01/08/24
Par Clélie de Lesquen-Jonas

Production en justice d’un enregistrement secret réalisé à l’insu de l’employeur 

Dans un arrêt rendu le 6 juin 2024 (Cass., 2ème civ., 6 juin 2024, n° 22-11.736, publié au bulletin et publié au rapport), la Cour de cassation a jugé qu’un salarié peut à certaines conditions produire en justice un enregistrement réalisé à l’insu de son employeur afin de faire reconnaître le caractère professionnel de l’accident et la faute inexcusable de l’employeur.

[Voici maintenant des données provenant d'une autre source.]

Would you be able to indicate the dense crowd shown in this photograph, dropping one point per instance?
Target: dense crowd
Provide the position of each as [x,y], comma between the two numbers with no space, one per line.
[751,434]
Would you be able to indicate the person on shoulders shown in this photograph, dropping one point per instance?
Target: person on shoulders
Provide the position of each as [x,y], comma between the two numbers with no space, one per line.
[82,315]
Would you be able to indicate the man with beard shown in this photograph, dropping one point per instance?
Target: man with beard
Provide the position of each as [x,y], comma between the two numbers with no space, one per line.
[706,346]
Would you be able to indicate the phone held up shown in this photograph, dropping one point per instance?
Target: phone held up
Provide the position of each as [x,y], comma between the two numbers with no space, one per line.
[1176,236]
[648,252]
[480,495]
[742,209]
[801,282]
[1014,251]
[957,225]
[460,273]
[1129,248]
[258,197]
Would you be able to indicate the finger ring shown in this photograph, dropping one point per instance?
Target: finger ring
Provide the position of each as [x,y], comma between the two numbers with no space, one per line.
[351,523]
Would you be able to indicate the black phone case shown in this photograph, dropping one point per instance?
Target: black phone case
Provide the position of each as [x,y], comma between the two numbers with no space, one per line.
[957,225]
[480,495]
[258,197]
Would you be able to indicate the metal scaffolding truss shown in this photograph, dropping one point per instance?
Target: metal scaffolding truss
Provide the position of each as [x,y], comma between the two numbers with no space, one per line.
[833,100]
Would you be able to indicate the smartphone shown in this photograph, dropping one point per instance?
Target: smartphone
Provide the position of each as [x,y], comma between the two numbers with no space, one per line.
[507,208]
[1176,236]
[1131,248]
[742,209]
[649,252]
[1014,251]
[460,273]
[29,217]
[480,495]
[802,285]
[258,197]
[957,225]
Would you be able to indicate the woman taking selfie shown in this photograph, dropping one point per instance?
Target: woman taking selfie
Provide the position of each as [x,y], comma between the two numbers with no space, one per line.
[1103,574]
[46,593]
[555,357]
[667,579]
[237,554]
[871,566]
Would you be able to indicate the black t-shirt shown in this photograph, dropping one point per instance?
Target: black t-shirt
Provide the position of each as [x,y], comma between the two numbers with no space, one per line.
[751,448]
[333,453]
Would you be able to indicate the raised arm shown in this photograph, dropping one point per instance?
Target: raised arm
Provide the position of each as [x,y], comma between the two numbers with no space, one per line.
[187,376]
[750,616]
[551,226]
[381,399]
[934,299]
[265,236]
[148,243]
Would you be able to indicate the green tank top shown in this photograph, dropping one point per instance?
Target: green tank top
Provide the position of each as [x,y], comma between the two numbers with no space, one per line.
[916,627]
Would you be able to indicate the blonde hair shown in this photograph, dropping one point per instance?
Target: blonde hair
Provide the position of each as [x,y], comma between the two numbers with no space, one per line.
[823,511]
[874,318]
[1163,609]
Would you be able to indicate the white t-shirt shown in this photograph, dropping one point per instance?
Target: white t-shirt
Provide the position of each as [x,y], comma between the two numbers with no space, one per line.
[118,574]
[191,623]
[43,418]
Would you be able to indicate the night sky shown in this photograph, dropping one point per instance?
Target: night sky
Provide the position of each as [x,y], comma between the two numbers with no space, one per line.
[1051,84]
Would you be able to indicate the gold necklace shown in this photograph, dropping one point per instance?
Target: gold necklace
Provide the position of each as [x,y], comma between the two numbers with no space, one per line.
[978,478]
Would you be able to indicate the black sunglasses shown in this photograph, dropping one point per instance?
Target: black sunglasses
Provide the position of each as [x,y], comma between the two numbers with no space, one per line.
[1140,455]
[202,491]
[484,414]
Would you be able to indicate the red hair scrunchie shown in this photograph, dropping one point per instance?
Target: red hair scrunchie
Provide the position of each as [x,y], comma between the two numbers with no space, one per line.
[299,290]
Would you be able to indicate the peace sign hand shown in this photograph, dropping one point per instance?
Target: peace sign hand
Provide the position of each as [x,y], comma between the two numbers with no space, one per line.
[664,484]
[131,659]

Ainsi, selon la Cour de cassation, la production de cette preuve était indispensable à l’exercice par la victime de son droit à voir reconnaître tant le caractère professionnel de l’accident résultant de cette altercation que la faute inexcusable de son employeur à l’origine de celle-ci, jugeant que l’atteinte portée à la vie privée du dirigeant de la société employeur était strictement proportionnée au but poursuivi, à savoir celui d’établir la réalité des violences subies par la victime et contestées par l’employeur.

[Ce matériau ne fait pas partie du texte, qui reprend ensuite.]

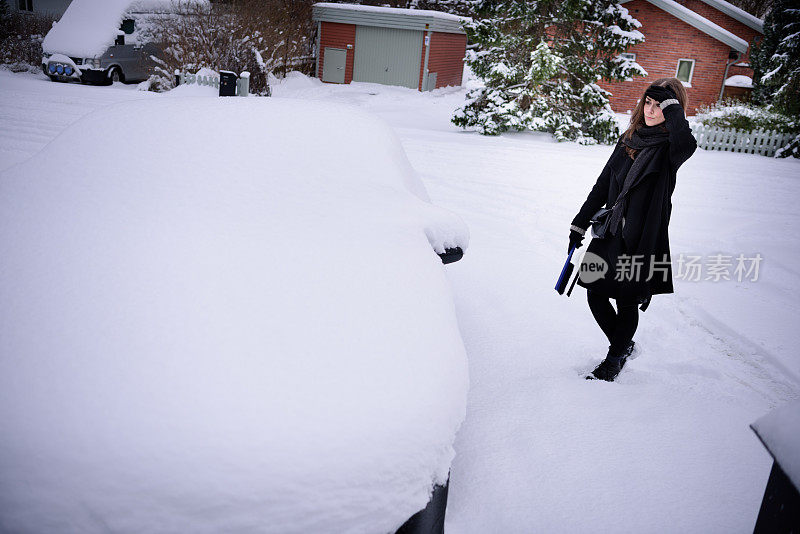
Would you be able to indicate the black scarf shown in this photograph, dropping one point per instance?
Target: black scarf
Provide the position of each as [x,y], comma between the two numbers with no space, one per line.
[648,141]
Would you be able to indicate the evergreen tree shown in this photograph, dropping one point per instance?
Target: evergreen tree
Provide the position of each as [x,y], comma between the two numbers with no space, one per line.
[540,62]
[776,66]
[4,20]
[456,7]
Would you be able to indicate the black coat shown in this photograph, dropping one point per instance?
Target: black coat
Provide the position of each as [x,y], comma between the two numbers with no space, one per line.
[646,220]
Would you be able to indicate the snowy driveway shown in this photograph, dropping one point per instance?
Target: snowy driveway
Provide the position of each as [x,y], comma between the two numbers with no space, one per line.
[667,447]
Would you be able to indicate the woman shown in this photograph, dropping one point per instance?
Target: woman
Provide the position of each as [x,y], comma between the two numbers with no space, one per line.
[641,175]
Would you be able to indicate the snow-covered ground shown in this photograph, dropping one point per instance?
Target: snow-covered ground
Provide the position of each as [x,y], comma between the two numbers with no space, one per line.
[665,448]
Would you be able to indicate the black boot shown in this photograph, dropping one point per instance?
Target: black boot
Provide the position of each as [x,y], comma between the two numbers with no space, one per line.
[610,367]
[629,349]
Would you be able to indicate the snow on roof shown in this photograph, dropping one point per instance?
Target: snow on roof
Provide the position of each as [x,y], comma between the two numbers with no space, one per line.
[396,10]
[779,431]
[739,80]
[89,27]
[737,13]
[390,17]
[701,23]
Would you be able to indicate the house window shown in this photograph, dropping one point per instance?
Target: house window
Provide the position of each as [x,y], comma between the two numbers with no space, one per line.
[685,70]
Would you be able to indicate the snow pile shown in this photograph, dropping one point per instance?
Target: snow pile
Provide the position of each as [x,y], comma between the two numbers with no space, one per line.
[739,80]
[89,27]
[228,319]
[779,430]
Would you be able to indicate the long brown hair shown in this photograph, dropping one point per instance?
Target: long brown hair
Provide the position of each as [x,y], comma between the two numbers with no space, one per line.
[637,117]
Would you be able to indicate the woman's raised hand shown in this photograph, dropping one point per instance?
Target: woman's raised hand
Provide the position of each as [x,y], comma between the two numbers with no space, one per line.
[659,93]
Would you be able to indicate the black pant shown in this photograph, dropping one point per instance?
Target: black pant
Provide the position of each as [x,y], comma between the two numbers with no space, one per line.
[619,326]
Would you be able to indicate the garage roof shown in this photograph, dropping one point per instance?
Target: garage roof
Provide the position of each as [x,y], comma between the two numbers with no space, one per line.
[389,17]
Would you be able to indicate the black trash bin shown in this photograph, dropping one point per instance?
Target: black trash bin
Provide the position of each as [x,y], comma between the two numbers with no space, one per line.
[227,83]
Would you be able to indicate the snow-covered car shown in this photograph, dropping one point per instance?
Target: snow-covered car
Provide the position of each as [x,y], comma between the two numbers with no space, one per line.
[230,317]
[103,41]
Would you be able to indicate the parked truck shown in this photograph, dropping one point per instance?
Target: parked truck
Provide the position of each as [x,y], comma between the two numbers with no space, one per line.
[104,41]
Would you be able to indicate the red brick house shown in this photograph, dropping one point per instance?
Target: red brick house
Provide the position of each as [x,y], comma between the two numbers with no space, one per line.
[703,43]
[413,48]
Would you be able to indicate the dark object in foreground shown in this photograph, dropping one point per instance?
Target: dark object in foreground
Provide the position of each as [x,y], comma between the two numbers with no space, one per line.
[608,368]
[451,254]
[780,509]
[227,83]
[779,432]
[430,520]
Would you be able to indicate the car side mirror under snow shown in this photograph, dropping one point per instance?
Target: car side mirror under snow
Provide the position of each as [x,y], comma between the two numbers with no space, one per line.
[451,255]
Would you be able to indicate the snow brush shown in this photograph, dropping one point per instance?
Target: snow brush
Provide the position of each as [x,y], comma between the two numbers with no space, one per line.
[566,272]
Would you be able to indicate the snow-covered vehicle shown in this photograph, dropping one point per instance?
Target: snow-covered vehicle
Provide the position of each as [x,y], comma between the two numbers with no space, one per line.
[103,41]
[230,319]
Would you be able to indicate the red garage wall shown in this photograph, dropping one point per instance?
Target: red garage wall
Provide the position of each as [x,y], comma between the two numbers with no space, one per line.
[668,39]
[447,58]
[336,35]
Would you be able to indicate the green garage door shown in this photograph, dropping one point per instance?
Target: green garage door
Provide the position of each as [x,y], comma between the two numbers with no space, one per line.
[388,56]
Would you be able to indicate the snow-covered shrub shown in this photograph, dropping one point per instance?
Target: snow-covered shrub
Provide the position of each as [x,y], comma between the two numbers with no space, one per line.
[540,63]
[742,116]
[253,35]
[21,37]
[750,117]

Dans cette affaire, la Cour a rappelé qu’aucun témoignage ne pouvait être recueilli en raison du lien de subordination entre des potentiels témoins et l’employeur.

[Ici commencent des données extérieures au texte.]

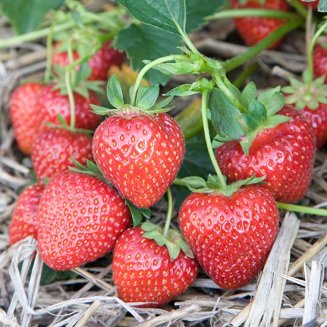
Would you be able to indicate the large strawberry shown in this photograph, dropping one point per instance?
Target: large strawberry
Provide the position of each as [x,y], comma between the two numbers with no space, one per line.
[320,59]
[230,235]
[139,153]
[24,114]
[100,62]
[54,148]
[284,154]
[52,103]
[79,220]
[24,218]
[143,271]
[255,29]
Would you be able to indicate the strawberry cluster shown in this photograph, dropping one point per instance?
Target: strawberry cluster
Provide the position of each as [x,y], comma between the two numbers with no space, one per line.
[81,210]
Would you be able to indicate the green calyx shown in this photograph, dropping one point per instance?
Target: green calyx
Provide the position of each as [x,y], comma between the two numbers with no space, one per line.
[306,93]
[242,115]
[146,100]
[89,169]
[173,240]
[213,185]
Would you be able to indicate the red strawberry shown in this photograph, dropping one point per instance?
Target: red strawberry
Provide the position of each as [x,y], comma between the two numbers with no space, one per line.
[140,154]
[52,103]
[284,154]
[312,4]
[231,236]
[320,60]
[54,148]
[23,221]
[79,220]
[143,271]
[255,29]
[24,113]
[101,61]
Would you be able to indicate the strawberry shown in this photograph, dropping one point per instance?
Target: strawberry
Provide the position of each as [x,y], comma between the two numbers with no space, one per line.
[144,272]
[100,62]
[23,104]
[79,220]
[139,153]
[255,29]
[231,236]
[284,154]
[54,148]
[320,60]
[52,103]
[23,221]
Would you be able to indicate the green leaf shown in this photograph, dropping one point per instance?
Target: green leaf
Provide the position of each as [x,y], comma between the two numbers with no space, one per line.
[26,16]
[224,115]
[164,14]
[158,43]
[147,96]
[114,92]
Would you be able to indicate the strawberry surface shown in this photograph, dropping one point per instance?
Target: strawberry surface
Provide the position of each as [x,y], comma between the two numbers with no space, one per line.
[54,148]
[231,236]
[320,61]
[284,154]
[52,103]
[79,220]
[24,218]
[143,271]
[24,114]
[254,29]
[100,62]
[140,154]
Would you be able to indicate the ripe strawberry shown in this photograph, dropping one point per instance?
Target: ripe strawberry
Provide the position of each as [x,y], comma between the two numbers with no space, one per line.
[79,220]
[140,154]
[312,4]
[320,60]
[54,148]
[284,154]
[23,105]
[52,103]
[23,221]
[143,271]
[231,236]
[100,62]
[255,29]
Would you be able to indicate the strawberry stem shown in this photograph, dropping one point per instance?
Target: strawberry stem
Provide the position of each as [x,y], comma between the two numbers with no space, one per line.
[144,70]
[262,45]
[302,209]
[208,139]
[269,13]
[169,212]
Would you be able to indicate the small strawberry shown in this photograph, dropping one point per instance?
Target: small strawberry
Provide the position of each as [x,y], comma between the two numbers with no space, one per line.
[230,235]
[139,153]
[24,218]
[79,220]
[23,105]
[320,59]
[255,29]
[100,62]
[54,148]
[52,103]
[284,154]
[143,271]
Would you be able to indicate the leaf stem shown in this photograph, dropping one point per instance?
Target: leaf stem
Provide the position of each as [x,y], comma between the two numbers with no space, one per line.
[144,70]
[234,13]
[262,45]
[208,139]
[310,53]
[302,209]
[169,212]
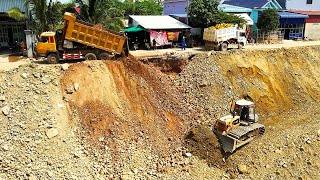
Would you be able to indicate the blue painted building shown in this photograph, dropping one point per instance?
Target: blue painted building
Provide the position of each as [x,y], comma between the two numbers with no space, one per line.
[304,5]
[291,24]
[177,9]
[10,29]
[256,6]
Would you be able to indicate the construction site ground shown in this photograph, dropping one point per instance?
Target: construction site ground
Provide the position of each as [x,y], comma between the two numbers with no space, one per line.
[143,118]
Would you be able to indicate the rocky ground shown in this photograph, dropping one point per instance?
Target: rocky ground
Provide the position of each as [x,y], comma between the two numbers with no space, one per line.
[151,119]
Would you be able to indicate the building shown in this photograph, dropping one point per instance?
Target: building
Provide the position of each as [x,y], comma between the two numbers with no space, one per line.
[291,23]
[310,8]
[304,5]
[256,6]
[177,9]
[312,24]
[10,29]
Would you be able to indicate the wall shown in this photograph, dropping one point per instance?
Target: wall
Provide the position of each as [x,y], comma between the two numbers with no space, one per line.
[301,5]
[176,7]
[312,31]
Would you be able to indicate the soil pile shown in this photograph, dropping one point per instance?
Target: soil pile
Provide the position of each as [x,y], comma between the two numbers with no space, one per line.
[135,120]
[131,109]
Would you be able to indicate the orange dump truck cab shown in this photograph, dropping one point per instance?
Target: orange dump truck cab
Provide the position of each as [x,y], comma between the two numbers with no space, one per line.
[80,40]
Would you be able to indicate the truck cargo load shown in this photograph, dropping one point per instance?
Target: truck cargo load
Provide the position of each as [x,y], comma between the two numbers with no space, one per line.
[223,37]
[80,40]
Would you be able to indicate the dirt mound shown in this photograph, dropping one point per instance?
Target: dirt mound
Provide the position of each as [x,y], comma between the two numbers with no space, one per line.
[125,104]
[202,142]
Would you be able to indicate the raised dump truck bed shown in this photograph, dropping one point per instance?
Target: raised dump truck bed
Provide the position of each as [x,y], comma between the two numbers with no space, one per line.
[83,33]
[80,40]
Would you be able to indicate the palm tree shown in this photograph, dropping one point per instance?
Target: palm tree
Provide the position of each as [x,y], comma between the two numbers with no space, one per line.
[38,10]
[16,14]
[103,12]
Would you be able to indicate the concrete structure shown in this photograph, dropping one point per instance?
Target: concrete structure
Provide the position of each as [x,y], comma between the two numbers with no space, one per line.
[11,30]
[305,5]
[179,7]
[256,6]
[312,24]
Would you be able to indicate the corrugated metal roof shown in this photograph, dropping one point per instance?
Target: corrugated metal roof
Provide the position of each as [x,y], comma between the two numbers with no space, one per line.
[310,13]
[230,8]
[283,3]
[250,3]
[6,5]
[247,3]
[292,15]
[246,17]
[158,22]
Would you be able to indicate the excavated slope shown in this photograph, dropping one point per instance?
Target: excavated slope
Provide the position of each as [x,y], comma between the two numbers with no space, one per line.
[143,116]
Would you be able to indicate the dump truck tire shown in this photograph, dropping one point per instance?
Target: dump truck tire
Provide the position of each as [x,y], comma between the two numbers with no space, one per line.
[105,56]
[52,58]
[90,56]
[240,46]
[224,47]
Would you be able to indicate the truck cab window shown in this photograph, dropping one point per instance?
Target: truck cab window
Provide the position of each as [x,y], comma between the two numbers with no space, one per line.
[51,39]
[44,39]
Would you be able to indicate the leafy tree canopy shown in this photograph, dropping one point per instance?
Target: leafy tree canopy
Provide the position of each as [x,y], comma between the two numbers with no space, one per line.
[16,14]
[268,20]
[205,13]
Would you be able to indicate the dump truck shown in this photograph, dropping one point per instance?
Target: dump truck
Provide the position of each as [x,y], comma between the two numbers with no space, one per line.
[80,40]
[224,37]
[239,128]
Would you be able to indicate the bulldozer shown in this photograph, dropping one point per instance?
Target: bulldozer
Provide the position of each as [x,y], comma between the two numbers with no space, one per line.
[239,128]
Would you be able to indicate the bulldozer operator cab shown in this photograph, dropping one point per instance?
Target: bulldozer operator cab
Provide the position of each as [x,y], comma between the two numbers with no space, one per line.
[245,109]
[46,43]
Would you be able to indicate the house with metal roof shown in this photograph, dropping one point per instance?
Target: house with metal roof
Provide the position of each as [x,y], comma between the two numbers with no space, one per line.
[302,5]
[291,24]
[310,8]
[10,29]
[177,9]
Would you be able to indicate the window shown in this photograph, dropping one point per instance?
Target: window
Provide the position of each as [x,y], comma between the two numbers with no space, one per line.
[43,39]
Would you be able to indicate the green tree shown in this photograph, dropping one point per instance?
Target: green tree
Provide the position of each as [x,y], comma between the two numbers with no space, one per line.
[38,18]
[105,12]
[16,14]
[145,7]
[268,20]
[205,13]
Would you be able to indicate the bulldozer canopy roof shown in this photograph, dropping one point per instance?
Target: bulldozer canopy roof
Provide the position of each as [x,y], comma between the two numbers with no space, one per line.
[48,34]
[243,102]
[228,118]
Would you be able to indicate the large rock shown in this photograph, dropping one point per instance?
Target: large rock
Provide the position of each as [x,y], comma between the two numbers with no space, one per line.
[76,86]
[5,110]
[24,75]
[52,132]
[242,169]
[64,66]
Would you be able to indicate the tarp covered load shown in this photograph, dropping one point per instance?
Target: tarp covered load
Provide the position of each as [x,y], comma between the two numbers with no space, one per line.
[160,37]
[134,29]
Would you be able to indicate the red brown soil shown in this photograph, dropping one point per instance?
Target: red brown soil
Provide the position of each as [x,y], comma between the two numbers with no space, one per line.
[126,100]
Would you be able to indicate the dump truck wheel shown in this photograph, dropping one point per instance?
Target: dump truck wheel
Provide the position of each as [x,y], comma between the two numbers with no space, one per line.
[105,56]
[52,58]
[224,47]
[240,46]
[90,56]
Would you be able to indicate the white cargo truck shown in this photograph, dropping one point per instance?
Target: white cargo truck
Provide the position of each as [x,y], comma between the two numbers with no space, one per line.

Ce nouvel arrêt, s’inscrit dans la lignée de la décision de l’Assemblée plénière de la Cour de cassation du 22 décembre 2023 (Cass., Ass. plén., 22 décembre 2023, n° 20-20.648, publié au bulletin et publié au rapport) aux termes duquel la haute juridiction a jugé que « dans un procès civil, le juge doit, lorsque cela lui est demandé, apprécier si une preuve obtenue ou produite de manière illicite ou déloyale, porte une atteinte au caractère équitable de la procédure dans son ensemble, en mettant en balance le droit à la preuve et les droits antinomiques en présence, le droit à la preuve pouvant justifier la production d’éléments portant atteinte à d’autres droits à condition que cette production soit indispensable à son exercice et que l’atteinte soit strictement proportionnée au but poursuivi », ainsi que de la décision de la chambre sociale de la Cour de cassation du 17 janvier 2024 qui précise que « Dans un procès civil, l’illicéité ou la déloyauté dans l’obtention ou la production d’un moyen de preuve ne conduit pas nécessairement à l’écarter des débats » (Cass. soc., 17 janvier 2024, n° 22-17.474)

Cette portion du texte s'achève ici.